Police confirmed today the murder of two officials of a minor political party, the latest in a series of assassinations as Zimbabwe moves toward its first national elections since independence.
The confirmation of the murders followed a government report yesterday that armed dissidents seeking to overthrow the government of Prime Minister Robert Mugabe have killed seven people during the past month, all but one of them members of Mugabe's ruling Zimbabwe African National Union (ZANU). It said state security forces killed seven "bandits" and captured 35 others during the month.
The statistics did not include reports of the killing of at least eight opponents of Mugabe, including the two confirmed dead today and six members of opposition leader Joshua Nkomo's political party. Four allegedly were killed last month by followers of Mugabe in retaliation for the death of a ZANU official in the central Gweru area, while two others died during disturbances in the southern town of Beitbridge following the murder of yet another ZANU official earlier this month.
Mugabe has blamed Nkomo for the deaths, charging last week in Parliament that the opposition leader was encouraging "lawlessness, destruction and destabilization" in an attempt to intimidate Mugabe's followers and gain seats in the election planned for early next year.
Minister of State Security Emmerson Munangagwa told Parliament yesterday the government has evidence that guns used in the slaying two weeks ago of Moven Ndlovu, a senator and member of the ZANU Central Committee, had come from Nkomo's house in the southern city of Bulawayo.
"When the facts come out about who killed comrade Ndlvou, then some of the colleagues here will regret it, in particular Joshua Nkomo himself will regret," said Munangagwa.
Nkomo was not at yesterday's session and has not been available for comment. But in the past he has denied any involvement with the rebels and has accused the government of instigating violence as a pretext for cracking down on political dissent. A spokesman for his Zimbabwe African People's Union, Stephen Nkomo, who is no relation, said yesterday that eight party officials had been murdered since independence in 1980.
In today's announcement, police said Shangwa Mangwengwe and James Magura had been killed. The two were national officials of a splinter group that bears the same name as Mugabe's ZANU party but is under the control of the Rev. Ndabaningi Sithole. He is a former ally of Mugabe who broke away when both were officials of one of the liberation movements fighting white rule in what was then Rhodesia.

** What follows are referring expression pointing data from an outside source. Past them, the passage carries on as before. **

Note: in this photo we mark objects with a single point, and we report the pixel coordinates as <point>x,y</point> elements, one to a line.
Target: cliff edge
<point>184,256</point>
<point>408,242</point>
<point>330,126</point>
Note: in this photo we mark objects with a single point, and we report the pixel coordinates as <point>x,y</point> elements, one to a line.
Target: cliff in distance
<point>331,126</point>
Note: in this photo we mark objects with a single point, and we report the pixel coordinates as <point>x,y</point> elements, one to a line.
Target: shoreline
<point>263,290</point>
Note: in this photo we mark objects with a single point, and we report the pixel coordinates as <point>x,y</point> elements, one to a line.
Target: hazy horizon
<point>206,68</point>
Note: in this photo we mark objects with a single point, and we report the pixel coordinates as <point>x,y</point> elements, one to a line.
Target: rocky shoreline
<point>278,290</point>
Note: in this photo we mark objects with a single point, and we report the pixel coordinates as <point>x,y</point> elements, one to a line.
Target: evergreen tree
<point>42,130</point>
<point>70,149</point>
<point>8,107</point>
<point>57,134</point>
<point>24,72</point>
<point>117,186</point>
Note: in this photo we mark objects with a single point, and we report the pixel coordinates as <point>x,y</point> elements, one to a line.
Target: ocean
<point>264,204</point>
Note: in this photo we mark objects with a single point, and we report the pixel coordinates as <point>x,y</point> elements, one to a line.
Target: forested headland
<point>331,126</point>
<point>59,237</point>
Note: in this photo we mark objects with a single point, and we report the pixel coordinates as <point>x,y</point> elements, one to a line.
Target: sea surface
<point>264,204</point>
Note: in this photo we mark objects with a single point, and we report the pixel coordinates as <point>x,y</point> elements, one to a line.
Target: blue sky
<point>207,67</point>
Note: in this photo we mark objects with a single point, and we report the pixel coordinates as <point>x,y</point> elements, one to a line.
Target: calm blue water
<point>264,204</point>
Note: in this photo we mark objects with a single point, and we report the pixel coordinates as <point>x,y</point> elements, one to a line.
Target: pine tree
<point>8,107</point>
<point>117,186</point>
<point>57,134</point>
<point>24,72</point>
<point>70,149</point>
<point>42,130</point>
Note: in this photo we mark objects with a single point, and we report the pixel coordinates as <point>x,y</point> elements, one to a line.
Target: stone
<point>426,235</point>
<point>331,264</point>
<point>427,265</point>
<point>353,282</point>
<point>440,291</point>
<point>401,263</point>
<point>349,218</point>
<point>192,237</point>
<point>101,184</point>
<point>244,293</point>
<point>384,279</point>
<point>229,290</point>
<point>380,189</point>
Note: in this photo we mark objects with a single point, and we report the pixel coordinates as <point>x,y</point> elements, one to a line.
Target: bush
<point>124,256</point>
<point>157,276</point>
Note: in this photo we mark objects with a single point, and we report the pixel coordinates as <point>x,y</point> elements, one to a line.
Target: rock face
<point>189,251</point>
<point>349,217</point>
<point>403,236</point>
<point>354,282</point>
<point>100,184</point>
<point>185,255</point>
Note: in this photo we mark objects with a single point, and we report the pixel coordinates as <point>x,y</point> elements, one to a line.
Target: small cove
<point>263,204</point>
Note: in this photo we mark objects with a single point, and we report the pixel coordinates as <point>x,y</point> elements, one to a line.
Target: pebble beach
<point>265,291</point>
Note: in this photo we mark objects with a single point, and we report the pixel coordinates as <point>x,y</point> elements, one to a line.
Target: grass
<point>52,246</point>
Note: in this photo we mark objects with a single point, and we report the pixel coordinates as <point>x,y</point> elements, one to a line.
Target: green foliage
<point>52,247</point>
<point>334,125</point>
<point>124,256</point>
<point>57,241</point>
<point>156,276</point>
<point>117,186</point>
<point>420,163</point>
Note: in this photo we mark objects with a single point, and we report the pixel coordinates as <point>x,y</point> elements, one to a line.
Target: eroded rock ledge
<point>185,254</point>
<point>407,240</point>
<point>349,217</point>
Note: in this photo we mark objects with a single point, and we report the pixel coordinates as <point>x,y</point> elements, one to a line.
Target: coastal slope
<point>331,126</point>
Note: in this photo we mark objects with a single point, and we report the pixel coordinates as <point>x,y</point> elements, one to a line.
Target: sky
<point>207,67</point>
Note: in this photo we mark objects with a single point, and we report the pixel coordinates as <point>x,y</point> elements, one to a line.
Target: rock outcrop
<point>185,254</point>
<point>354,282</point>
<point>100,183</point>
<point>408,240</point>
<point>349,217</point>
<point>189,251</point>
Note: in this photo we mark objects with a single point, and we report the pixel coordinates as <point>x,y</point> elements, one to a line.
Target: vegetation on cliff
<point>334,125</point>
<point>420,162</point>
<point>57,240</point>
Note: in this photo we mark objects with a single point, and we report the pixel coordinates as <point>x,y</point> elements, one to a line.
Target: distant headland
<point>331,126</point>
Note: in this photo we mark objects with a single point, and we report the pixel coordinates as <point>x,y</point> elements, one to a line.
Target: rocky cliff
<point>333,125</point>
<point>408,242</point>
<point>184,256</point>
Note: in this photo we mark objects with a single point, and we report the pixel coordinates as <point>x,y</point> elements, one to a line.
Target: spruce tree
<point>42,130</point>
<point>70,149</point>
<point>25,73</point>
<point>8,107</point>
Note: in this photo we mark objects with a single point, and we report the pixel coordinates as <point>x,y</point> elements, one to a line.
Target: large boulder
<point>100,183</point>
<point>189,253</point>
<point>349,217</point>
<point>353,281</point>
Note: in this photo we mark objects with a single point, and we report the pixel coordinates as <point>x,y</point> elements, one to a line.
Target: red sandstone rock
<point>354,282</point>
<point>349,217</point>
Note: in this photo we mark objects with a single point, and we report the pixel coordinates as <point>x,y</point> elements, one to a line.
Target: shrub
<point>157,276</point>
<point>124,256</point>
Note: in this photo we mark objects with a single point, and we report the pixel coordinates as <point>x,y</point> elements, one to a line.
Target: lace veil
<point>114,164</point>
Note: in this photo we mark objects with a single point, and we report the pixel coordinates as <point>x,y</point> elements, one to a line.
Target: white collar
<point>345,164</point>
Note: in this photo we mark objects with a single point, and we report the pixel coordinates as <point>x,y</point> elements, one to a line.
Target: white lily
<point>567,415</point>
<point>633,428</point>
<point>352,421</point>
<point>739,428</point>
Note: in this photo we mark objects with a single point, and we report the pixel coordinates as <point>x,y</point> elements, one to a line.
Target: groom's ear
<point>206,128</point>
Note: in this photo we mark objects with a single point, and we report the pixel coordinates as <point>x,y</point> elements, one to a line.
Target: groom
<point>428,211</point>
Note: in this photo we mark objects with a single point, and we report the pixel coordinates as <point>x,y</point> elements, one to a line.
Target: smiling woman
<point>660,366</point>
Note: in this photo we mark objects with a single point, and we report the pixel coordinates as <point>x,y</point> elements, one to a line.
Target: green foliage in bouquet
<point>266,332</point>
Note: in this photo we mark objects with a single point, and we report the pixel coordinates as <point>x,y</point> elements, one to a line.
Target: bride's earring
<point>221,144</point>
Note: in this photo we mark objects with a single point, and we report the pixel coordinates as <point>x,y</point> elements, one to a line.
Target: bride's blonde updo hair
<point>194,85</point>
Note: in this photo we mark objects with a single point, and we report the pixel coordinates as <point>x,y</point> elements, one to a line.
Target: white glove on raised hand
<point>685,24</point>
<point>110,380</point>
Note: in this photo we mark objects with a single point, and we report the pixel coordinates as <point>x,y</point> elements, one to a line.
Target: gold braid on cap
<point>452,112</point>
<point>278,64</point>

The bodies of Mangwengwe and Magura were discovered Nov. 15 in Masvingo (formerly Fort Victoria), the scene of rioting and fistfights between supporters of Mugabe and Sithole following Ndlovu's murder on Nov. 9. Police detained 24 of Sithole's supporters following the disturbances. They reportedly still are being held.
Noel Mukono, secretary general of Sithole's party, told reporters that Mangwenge and Magura went to Masvingo on Nov. 14 to visit the detainees and were last seen being escorted into a Land Rover belonging to the provincial branch of ZANU by two men in police uniforms. Their bodies were discovered the next day about 30 miles from town.
A police spokesman said the bodies had broken arms and multiple injuries but he said Mukono's account suggesting the men had been led away by police officers was false.
The report of the deaths follows an incident Sunday in which a top official of Nkomo's party was gunned down on his farm in southwestern Matabeleland. The official, Jini Ntuta, who was also a member of Parliament, was killed by three unidentified "bandits," according to a government spokesman.
Zimbabwe's honorary president, the Rev. Canaan Banana, denounced Ntuta's death in a message of condolence to his family. "One wonders what the perpetrators of such cold-blooded murders hope to achieve," he said. "I want to condemn in the strongest terms this trend toward escalating violence."
Western diplomats and other observers here suggest outbreaks of violence may intensify as the election draws near.
Mugabe won 57 seats to Nkomo's 20 in the 1980 parliamentary election preceding independence. Sithole did not win any seats in that election. He has been in self-imposed exile in London for more than a year, charging that the government planned to detain him. Officials here have denied the charge.